Continuing with their earlier conversation, she said, “So…you do not believe the colors we see are the soul?”
“I don’t know what a soul is. Have you ever seen a ghost?”
“No, but my sister sees them.”
He leaned back on the grassy bank and stared across the water at the castle. “I saw one once. It spoke to me…and it looked human. No light or color—I even tried to pass my hands over it. There was nothing there. What is a ghost if not the soul trapped here on earth?”
When he glanced over at her, he could see that the thought intrigued her. She arched a fine auburn brow at him. “Then what are we seeing?”
“When a person dies, the color leaves them. But they are the same as before. A bag of flesh, containing bone and blood and humors. The light and color is what animates them, what makes the heart pound, the blood rush. It is what warms the skin…” He shook his head helplessly.
“It’s as vital to life as the blood in our veins, but I still know not what it is. ”
She smiled ruefully at him.
“What?”
“You said you hadn’t thought of it. That you didn’t have any theories.”

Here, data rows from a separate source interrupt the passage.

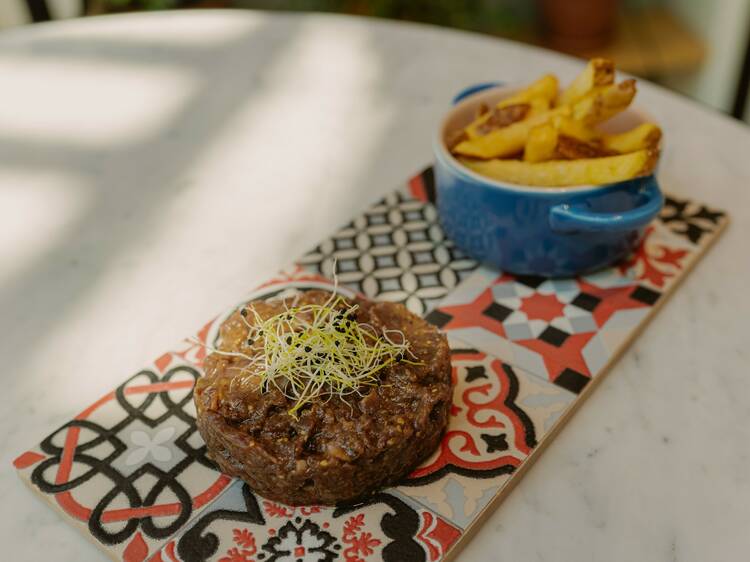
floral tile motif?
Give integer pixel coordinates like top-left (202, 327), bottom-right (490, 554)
top-left (298, 190), bottom-right (477, 315)
top-left (14, 268), bottom-right (346, 562)
top-left (398, 338), bottom-right (575, 528)
top-left (659, 195), bottom-right (727, 246)
top-left (150, 482), bottom-right (461, 562)
top-left (612, 221), bottom-right (700, 293)
top-left (14, 356), bottom-right (231, 562)
top-left (427, 267), bottom-right (661, 393)
top-left (14, 169), bottom-right (727, 562)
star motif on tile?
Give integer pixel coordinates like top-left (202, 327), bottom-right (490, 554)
top-left (481, 433), bottom-right (508, 453)
top-left (519, 293), bottom-right (565, 322)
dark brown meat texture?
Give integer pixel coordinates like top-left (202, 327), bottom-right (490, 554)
top-left (195, 291), bottom-right (452, 505)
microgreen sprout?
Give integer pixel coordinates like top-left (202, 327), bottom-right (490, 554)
top-left (209, 289), bottom-right (416, 418)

“That’s not what I said. I said I know not. And I don’t.”
She shook her head, still smiling. Then her eyes brightened, and she leaned forward. “Can you see your own color?”
“No.”
She closed her eyes for a moment, then opened them. She reached toward him, passing her hand over his. He could almost feel it, the heat of her, and his body tightened in response, the lightness of his mood falling away.
She smiled wistfully. “It’s blue. Like your eyes. It’s different from any I’ve seen before…more vibrant.”

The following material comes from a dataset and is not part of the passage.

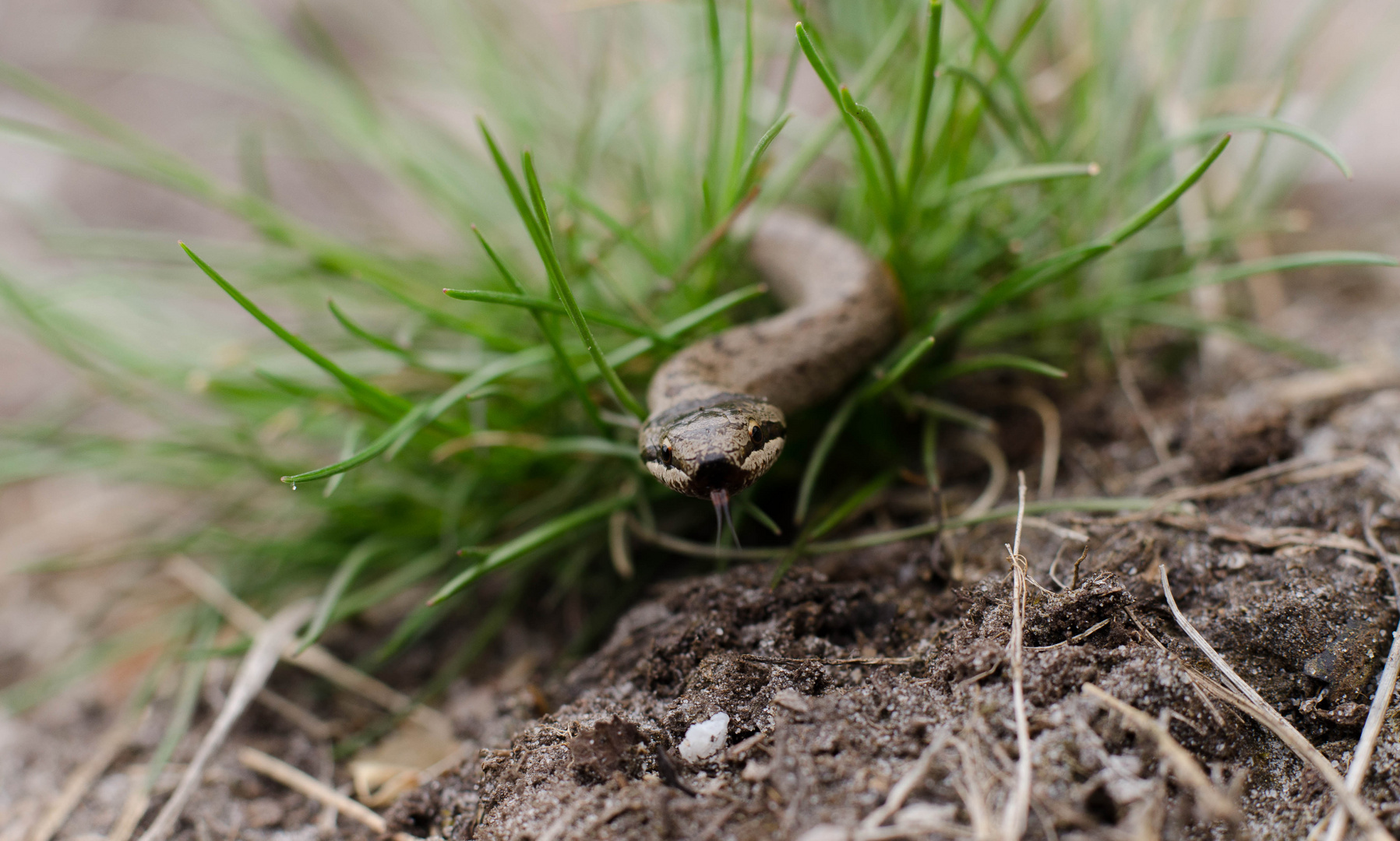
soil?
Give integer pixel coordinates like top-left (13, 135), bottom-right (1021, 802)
top-left (375, 390), bottom-right (1400, 841)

Arrested by the softness in her eyes, William didn’t respond immediately. When he could speak, his voice was gruff. “I see the same in you.”
“Really?” Her smile was like the sun on his face. “What color am I? Is it as I imagine? Dark blue?”
He nodded. “You’re beautiful—a dark, vivid blue, indigo lightning.”
She chewed her lip thoughtfully, pleased with the description. William stared at her profile, memorizing every line of her face, the sweep of her lashes, the bemused curve of her lips that he wanted to taste…. Her forehead creased into a frown. He followed her gaze.